Department of Human Services
Food Stamp Online Policy Manual
The cash values of resources which are not accessible to the household or which cannot be brought to a condition of current availability are exempt.
· security deposits on rental property or utilities;
· property in probate;
· jointly owned resources determined to be inaccessible;
· real property which the household is making a good faith effort to sell at a reasonable price, but which has not been sold. (Verification of the effort to sell the property may be obtained through a collateral contact or documentation, such as a public advertisement that the property is for sale. It must be determined that the household has not declined a reasonable offer.)

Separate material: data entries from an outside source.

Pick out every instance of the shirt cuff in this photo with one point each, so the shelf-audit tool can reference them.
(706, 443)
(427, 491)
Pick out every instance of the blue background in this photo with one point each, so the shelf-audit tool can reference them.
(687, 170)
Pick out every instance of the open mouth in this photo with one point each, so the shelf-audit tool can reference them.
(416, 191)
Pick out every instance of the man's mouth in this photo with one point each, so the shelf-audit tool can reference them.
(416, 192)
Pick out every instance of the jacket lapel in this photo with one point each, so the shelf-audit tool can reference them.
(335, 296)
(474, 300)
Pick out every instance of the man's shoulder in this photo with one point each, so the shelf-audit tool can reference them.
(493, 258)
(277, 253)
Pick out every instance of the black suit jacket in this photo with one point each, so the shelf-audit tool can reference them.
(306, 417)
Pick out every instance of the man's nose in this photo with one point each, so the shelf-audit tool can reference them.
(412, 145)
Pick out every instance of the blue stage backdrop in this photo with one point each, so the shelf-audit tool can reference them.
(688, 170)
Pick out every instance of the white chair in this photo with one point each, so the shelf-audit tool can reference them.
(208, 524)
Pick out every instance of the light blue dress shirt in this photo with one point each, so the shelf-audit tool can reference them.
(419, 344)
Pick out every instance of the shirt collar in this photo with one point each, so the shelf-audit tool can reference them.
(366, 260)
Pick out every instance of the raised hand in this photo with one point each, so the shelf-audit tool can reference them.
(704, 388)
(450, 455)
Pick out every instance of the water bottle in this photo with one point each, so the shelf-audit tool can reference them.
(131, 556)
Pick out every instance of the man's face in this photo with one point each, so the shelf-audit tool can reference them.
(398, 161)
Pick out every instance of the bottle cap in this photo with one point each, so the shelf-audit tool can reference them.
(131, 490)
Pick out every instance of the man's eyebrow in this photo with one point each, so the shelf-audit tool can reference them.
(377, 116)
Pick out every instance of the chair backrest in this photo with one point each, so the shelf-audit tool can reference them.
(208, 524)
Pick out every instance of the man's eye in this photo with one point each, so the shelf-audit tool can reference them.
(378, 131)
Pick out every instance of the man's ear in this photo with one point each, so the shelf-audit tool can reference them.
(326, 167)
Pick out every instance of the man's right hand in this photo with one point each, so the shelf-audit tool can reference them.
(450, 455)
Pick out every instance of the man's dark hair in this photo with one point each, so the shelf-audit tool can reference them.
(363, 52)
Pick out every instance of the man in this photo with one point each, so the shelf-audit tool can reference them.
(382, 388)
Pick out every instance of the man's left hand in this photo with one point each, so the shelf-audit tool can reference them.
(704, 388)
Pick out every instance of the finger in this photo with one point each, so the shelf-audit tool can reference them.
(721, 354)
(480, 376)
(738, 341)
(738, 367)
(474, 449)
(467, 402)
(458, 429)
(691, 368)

· a resource which is unlikely to produce any significant amount of funds for the support of the AG if sold or disposed of in any other manner is considered inaccessible. A resource that the AG is unable to sell for any significant return because the AG’s interest is relatively slight or because the costs of selling the AG’s interest would be relatively great is also considered inaccessible.
Note: Significant amount of funds is an amount equal to one-half or more of the applicable resource limit. Significant return is any return, after estimated costs of sale or disposition, and taking into account the ownership interest of the AG, that is estimated to be one-half or more of the AG’s resource limit.

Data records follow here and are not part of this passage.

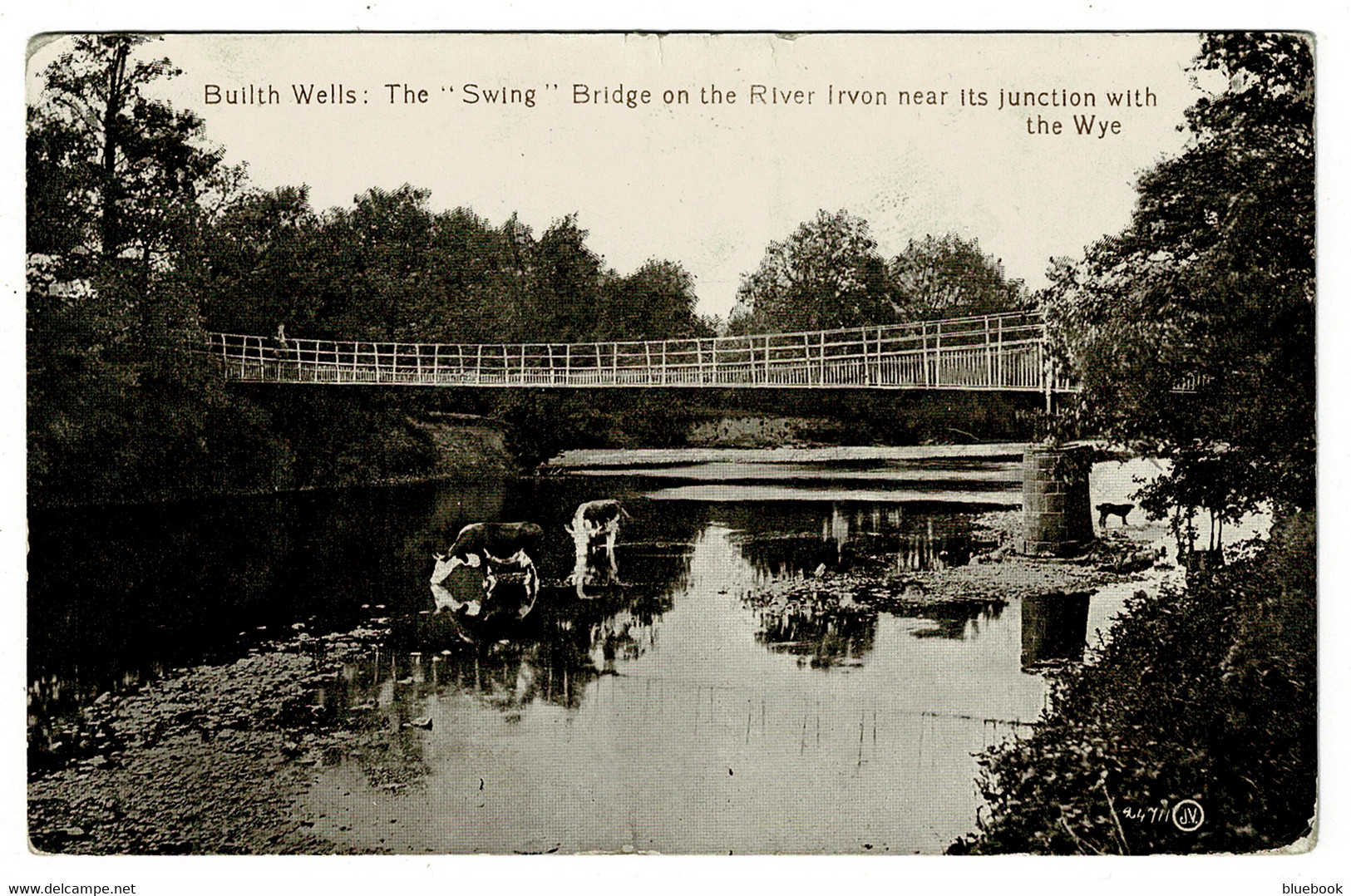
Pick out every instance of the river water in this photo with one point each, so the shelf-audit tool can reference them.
(666, 707)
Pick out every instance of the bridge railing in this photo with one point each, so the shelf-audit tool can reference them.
(994, 352)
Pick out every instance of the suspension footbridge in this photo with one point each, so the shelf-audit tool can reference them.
(994, 353)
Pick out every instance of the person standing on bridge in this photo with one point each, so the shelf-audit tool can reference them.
(279, 349)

o Financial instruments such as stocks, bonds and negotiable financial instruments.
Resources that are inaccessible, such as those listed below, are excluded.
Any funds in a trust or transferred to a trust, and the income produced by that trust to the extent it is not available to the household will be considered inaccessible if:
1. the trust arrangement is not likely to cease during the certification period, and no household member has the power to revoke the trust arrangement or change the name of the beneficiary during the certification period: and
2. trust investments made on behalf of the trust do not directly involve or assist any business or corporation under the control, direction, or influence of a household member; and
3. the funds held in irrevocable trusts are either:
(i) established from the household’s own funds if the trustee uses the funds solely to make investments on behalf of the trust or to pay the educational or medical expenses of any person named by the household creating the trust: or
(ii) established from non-household funds by a non-household member; and
4. the trustee administering funds is either:
(i) a court, or an institution, corporation, or organization which is not under the direction or ownership of any household member; or
(ii) an individual appointed by the court who has court imposed limitations placed on his/her use of the funds which meet the requirements of the provision above.
(b) Non-Liquid Assets Used as Collateral for Business Loans
When the household places a lien against a non-liquid asset to obtain a business loan, consider the asset as inaccessible if the lien agreement specifically prohibits the household from selling it.
(c) Money in “Cafeteria Plans”
Money set aside in a ‘Cafeteria Plan” is excluded as a resource. Money is set aside by the employer from the household member’s gross paycheck as authorized by the member. This set aside money is used to pay certain expenses such as medical costs or child care costs and is paid as a vendor payment by the employer. The household will lose the money at the end of the year if any is left over. The household is unable to withdraw this money that has been set aside and, therefore, the money is inaccessible.